Gregory Kennedy, IO columnist. Image: IO.
Chronique
Opinion

Regulators watch too many sci-fi movies

Expecting firms covered by DORA to possess the skills, time, and capacity to function as ICT experts is yet another regulatory demand that offers little in terms of investor protection. The added layers of control imposed on investment firms are poised to escalate costs far more than they bolster safeguards.

In order to ensure operational resilience, firms will be required to conduct due diligence across their entire supply network, extending even to the subcontractors of their suppliers. Considering that 90% of firms in Luxembourg outsource a portion of their operations, this presents a monumental challenge.

Investment firms predominantly outsource ICT services either within their group or to third-party providers, which will significantly complicate their compliance with DORA. Particularly noteworthy is DORA›s mandate for the monitoring of group ICT services to match that of third-party services.

Now, let’s dissect the 5 core pillars of DORA:

1.    ICT Risk Management:
DORA›s primary objective is to ensure that firms meticulously document, monitor, and consistently enhance their ICT infrastructure. Due to a dearth of in-house expertise, most firms will resort to outsourcing to meet these requirements, leading to a surge in demand for consultants but minimal improvement in ICT capabilities.

2.    ICT Related Incident Reporting:
Regulators anticipate regular reporting from firms regarding ICT-related issues, expecting firms to maintain a detailed log of such incidents and classify them according to criteria outlined in DORA. This poses a significant challenge for teams already stretched thin by existing reporting obligations.

3.    Digital Operational Resilience Testing:
Essentially, firms are mandated to rigorously test their ICT systems through exercises such as penetration tests, commonly known as Red/Purple team assessments. This level of capability is likely to exceed the capabilities of most firms and will consequently be outsourced.

4.    ICT Third-Party Risk:
Given that the bulk of firms outsource their IT operations—such as hosting infrastructure on Microsoft Azure cloud—the expectation is that they monitor their IT providers. However, it remains unclear how such assessments will effectively identify potential issues.

5.    Information Sharing (Optional):
Finally, DORA aims to foster information exchange among financial entities so they can collaborate in identifying and mitigating ICT issues. Given that firms often operate in competitive environments and ICT problems can tarnish reputations, the effectiveness of this initiative is uncertain.

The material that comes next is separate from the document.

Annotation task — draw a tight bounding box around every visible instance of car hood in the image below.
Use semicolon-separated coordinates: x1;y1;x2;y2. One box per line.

DORA sets the unrealistic expectation that all investment firms, regardless of size, should become ICT experts, actively monitoring and testing their ICT processes. This demand is feasible only for the largest investment managers whose business models hinge on resilient ICT infrastructure.

At first glance, with the advent of cloud computing and artificial intelligence, it might seem plausible for a Conducting Officer to emulate Tom Cruise’s character in Minority Report, detecting issues within their ICT framework. However, such a scenario is highly improbable.

In essence, DORA will likely result in an upsurge of paperwork and reporting, with questionable gains in actual ICT and supplier resilience.

Gregory Kennedy is a columnist for Investment Officer Luxembourg. His columns appear every other week. He also works as a business development manager at Finsoft.lu.